Cette assurance tacite de la continuation de leurs relations fit éprouver à Saxonne un petit frisson de joie.

— Dites, lui demanda-t-il comme ils approchaient de son quartier à elle, que faites-vous dimanche prochain ?

— Rien : je n’ai pas de projets.

— Eh bien ! si nous allions faire une promenade en buggy toute la journée dans la montagne ?

Elle ne répondit pas tout de suite, car pour le moment elle revivait le cauchemar de sa dernière course en buggy ; la terreur qui l’avait fait sauter de la voiture ; les milles interminables qu’elle avait ensuite parcourus dans l’obscurité en trébuchant avec ses souliers à semelle mince, et se meurtrissant les pieds sur tous les rochers.

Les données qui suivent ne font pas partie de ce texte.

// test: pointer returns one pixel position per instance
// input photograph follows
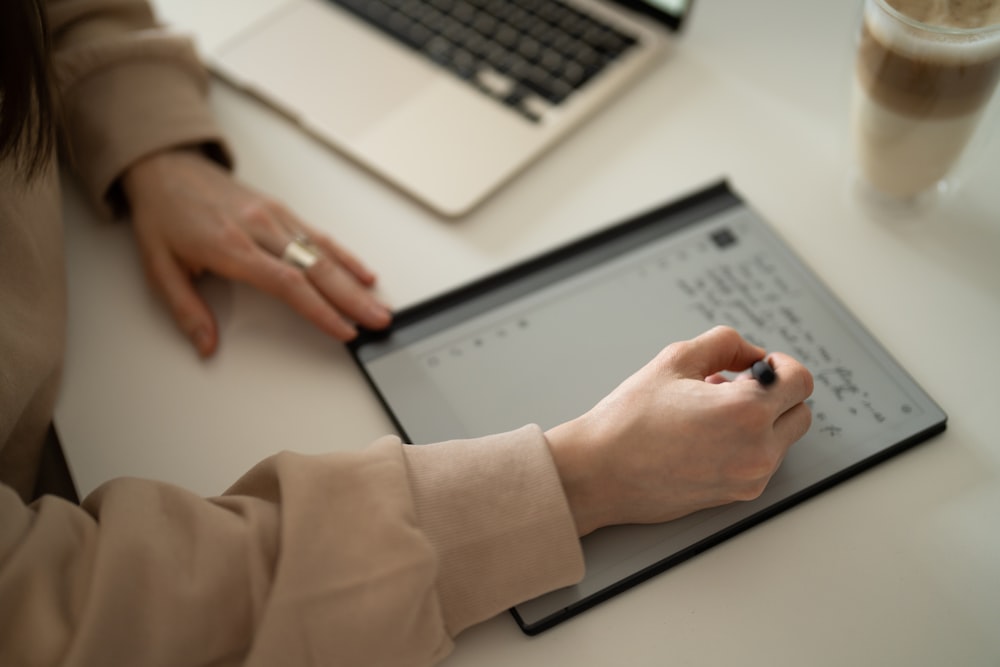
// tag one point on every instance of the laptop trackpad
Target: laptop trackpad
(324, 68)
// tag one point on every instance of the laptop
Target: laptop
(445, 99)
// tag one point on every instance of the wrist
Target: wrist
(580, 474)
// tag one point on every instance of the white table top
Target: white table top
(898, 566)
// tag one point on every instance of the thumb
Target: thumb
(719, 349)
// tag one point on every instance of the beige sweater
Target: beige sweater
(379, 557)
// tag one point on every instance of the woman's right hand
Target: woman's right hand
(677, 437)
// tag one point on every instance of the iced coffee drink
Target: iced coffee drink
(926, 71)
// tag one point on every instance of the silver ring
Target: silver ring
(300, 252)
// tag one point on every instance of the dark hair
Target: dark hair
(27, 104)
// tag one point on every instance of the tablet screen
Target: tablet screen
(543, 342)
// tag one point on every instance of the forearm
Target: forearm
(375, 557)
(128, 89)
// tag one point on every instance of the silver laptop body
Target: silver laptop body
(447, 142)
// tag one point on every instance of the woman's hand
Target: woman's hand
(191, 216)
(677, 437)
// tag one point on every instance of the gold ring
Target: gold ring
(300, 252)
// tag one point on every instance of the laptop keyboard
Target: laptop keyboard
(529, 54)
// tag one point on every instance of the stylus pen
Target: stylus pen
(763, 373)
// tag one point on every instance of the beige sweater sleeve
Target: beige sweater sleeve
(128, 88)
(372, 558)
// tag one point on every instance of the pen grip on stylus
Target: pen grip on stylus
(762, 372)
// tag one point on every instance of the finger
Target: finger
(340, 287)
(187, 308)
(793, 424)
(793, 383)
(718, 349)
(343, 256)
(290, 284)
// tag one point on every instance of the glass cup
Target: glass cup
(924, 75)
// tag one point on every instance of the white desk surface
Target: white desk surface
(899, 566)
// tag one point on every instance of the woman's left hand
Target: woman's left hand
(191, 216)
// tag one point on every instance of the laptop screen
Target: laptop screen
(668, 12)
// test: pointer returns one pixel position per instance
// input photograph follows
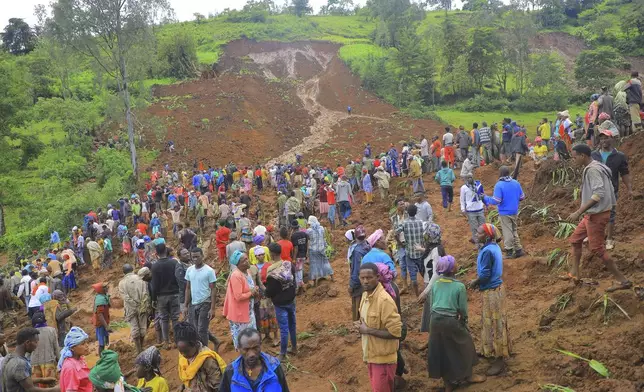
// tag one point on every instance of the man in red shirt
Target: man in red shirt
(287, 246)
(330, 199)
(435, 154)
(222, 236)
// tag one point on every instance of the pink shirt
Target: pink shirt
(74, 376)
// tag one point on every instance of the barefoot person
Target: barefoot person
(253, 370)
(381, 328)
(495, 335)
(451, 353)
(597, 200)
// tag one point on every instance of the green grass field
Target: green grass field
(529, 120)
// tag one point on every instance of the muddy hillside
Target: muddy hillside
(273, 100)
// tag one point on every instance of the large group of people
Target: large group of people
(170, 281)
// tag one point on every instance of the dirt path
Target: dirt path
(308, 92)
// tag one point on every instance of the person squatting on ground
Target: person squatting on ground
(381, 328)
(597, 201)
(507, 196)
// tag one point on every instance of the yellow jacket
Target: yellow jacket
(379, 311)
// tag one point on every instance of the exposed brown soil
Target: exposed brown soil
(333, 353)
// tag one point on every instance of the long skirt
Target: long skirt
(425, 318)
(320, 267)
(267, 319)
(69, 281)
(450, 353)
(236, 328)
(495, 334)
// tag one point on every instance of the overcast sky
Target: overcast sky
(183, 8)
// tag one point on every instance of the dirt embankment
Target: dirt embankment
(309, 97)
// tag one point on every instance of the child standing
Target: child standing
(445, 178)
(101, 318)
(149, 371)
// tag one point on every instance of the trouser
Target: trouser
(447, 191)
(634, 110)
(331, 214)
(198, 317)
(426, 164)
(139, 325)
(509, 227)
(168, 308)
(286, 320)
(475, 219)
(418, 185)
(487, 153)
(465, 152)
(381, 376)
(415, 266)
(435, 163)
(449, 155)
(384, 193)
(345, 210)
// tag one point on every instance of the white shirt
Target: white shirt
(469, 201)
(260, 230)
(34, 300)
(24, 286)
(424, 150)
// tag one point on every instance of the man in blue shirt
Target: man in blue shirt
(201, 295)
(507, 196)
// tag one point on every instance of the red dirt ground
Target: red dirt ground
(333, 353)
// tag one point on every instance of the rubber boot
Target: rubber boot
(404, 288)
(414, 288)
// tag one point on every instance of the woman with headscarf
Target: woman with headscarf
(106, 375)
(377, 253)
(319, 262)
(148, 370)
(200, 368)
(591, 119)
(451, 354)
(264, 309)
(74, 373)
(431, 256)
(239, 301)
(58, 310)
(46, 354)
(258, 240)
(495, 335)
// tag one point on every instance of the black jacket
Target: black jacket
(279, 294)
(164, 281)
(616, 162)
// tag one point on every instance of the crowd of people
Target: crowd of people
(266, 262)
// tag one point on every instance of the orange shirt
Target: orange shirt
(287, 249)
(437, 148)
(222, 236)
(142, 227)
(330, 197)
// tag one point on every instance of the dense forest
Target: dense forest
(71, 85)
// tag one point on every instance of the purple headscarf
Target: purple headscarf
(445, 264)
(385, 276)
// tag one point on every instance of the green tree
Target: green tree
(593, 68)
(517, 29)
(17, 37)
(301, 7)
(482, 53)
(453, 45)
(547, 72)
(109, 32)
(337, 7)
(179, 52)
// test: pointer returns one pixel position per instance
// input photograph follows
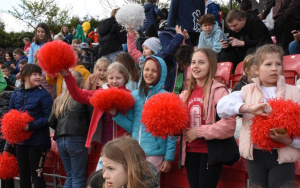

Puis, dans une grande vague de joie, l’idée lui vint que son voisin était un tout autre genre d’homme.

Saxonne en raconta plus long, pendant qu’ils se tenaient debout près de sa porte, et elle se plut à croire que le baiser d’adieu qu’il lui donna était un peu plus appuyé qu’un baiser ordinaire.

— Alors, c’est convenu pour neuf heures ? demanda-t-il par-dessus la barrière. Ne vous inquiétez pas de provisions ni de rien. J’arrangerai tout cela. Soyez seulement prête à neuf heures.